Botswana First Division North
- Season: 2022–23
- Champions: TAFIC
- Relegated: Miscellaneous Rolling Guys

= 2022–23 Botswana First Division North =

The 2022–23 was the 58th season of the Botswana First Division North, the second division of the football system in Botswana. TAFIC from Francistown became champion after finishing six points above second-placed Chadibe. Through becoming champion, TAFIC has ensured promotion to the Botswana Premier League. Chadibe ensured the right to play a play-off game against the number two of the Botswana First Division South for promotion.

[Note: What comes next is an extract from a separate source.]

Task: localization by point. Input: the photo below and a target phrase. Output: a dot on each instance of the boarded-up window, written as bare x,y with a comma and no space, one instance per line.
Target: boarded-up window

Chadibe lost the game 5–6 on penalties against VTM FC.

== League table ==

| Pos | Team | Pld | GD | Pts |  |
| 1 | TAFIC (C) | 22 | +19 | 46 | Champions (promoted to the Botswana Premier League) |
| 2 | Chadibe | 22 | +19 | 40 | Play-offs (lost to VTM FC) |
| 3 | Highlanders | 22 | +9 | 39 |  |
| 4 | Motlakase | 22 | +8 | 31 |  |
| 5 | Mbalakalungu | 22 | +5 | 31 |  |
| 6 | Santa Green | 22 | −1 | 31 |  |
| 7 | Calendar | 22 | −4 | 25 |  |
| 8 | Sankoyo Bush Bucks | 22 | −5 | 25 |  |
| 9 | Peacemakers | 22 | −6 | 24 |  |
| 10 | Green Lovers | 22 | −8 | 24 |  |
| 11 | Mischellaneous (R) | 22 | −13 | 23 | Relegation |
| 12 | Rolling Guys (R) | 22 | −23 | 16 |

Source: Botswana Football Association

Rules for classification: 1) points; 2) goal difference; 3) number of goals scored.